Engineers often use nature to inspire new materials and designs. A discovery by a multi-institutional team of researchers and engineers about how tendon and bone attach in the shoulder joint has uncovered previously unsuspected engineering strategies for attaching dissimilar materials. The discovery also sheds new light on how the rotator cuff functions and on why rotator cuff repairs fail so frequently.
Guy Genin, the Harold and Kathleen Faught Professor of Mechanical Engineering at the McKelvey School of Engineering at Washington University in St. Louis, and Stavros Thomopoulos, the Robert E. Carroll and Jane Chace Carroll Professor of Orthopaedic Surgery at Columbia University, led a team that discovered a previously unknown fibrous architecture between the rotator cuff tendons and their bony attachments in the shoulder.
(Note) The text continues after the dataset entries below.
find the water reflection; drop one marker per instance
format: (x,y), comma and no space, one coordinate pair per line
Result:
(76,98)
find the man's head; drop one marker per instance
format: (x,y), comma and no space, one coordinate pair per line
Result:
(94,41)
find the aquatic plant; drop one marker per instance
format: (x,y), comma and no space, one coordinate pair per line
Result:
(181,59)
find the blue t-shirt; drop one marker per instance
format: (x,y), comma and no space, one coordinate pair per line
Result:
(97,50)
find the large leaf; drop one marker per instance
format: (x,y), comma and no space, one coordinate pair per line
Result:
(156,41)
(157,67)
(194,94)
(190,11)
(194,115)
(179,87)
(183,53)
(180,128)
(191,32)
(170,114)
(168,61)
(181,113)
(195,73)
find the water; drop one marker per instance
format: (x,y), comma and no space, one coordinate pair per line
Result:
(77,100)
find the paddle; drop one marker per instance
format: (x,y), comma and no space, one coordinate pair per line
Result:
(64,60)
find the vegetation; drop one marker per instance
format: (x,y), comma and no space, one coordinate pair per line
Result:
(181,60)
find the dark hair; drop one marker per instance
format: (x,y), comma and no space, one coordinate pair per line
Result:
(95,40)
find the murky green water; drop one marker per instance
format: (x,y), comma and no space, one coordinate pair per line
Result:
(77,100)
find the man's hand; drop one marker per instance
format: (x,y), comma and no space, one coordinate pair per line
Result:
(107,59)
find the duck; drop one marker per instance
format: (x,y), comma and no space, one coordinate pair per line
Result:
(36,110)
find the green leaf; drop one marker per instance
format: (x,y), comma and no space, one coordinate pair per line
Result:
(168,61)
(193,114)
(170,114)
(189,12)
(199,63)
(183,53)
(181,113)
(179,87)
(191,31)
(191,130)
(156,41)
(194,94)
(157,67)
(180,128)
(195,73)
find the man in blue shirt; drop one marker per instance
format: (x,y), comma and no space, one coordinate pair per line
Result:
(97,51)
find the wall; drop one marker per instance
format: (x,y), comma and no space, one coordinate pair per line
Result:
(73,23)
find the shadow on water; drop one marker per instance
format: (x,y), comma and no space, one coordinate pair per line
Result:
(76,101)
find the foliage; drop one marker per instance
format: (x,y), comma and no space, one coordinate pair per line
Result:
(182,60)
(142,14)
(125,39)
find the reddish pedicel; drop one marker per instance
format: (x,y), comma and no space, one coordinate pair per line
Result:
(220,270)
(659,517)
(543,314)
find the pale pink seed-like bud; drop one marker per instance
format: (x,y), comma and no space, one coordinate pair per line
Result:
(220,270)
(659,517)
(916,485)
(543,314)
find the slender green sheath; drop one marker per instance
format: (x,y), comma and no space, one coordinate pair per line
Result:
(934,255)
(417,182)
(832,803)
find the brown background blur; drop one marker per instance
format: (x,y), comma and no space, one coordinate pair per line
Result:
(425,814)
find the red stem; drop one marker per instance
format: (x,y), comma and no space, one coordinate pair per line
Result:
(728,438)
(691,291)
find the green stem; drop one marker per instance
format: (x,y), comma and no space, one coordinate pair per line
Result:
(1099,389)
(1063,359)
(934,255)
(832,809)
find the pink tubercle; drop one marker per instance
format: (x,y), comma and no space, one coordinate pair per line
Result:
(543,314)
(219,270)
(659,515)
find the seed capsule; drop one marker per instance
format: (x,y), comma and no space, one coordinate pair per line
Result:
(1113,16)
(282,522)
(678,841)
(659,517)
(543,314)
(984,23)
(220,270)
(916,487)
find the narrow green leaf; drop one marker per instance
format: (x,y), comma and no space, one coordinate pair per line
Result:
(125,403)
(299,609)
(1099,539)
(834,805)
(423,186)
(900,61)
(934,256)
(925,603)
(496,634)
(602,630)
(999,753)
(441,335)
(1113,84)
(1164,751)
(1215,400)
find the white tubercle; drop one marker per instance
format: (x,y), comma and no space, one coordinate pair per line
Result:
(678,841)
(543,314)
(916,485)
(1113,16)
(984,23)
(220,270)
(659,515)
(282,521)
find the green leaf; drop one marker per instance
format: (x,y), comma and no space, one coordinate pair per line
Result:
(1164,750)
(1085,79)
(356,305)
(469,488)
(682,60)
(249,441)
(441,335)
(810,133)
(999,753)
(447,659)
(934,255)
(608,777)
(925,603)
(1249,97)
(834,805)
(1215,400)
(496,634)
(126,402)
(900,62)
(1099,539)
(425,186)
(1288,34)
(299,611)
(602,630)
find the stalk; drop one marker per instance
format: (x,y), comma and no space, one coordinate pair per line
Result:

Results of the work were published Nov. 26 in the journal Science Advances.
Rotator cuff tears - among the most common tendon injuries in adults - occur when tendons pull away from or break near the bone. Thirty percent of adults over age 60 have a tear, and more than 60% of adults over age 80 have a tear. Surgery to repair the tears has a high failure rate, ranging anywhere from 30% to 90% depending on age and other factors. Genin, Thomopoulos and their teams have been studying the mechanobiology of these tissues for several years.
To take a closer look at the enthesis, or the transitional material where each of the four rotator cuff tendons attaches to the bone, the team applied a novel micro computed tomography (microCT) technique. They found that the toughness of the healthy rotator cuff arises from the composition, structure and position of the enthesis as the architecture of the fibrous soft tissues interacts with that of the bone.
"When (lead author) Mikhail Golman first showed us these images, we realized that much of the old picture of how tendon and bone interact had to be redrawn," Genin said. "The fiber system there seems like fibers in a rope, and we can understand much about where the toughness comes from by understanding how these fibers break sequentially when they are next to the bone. It's a new way of thinking about how to attach different materials."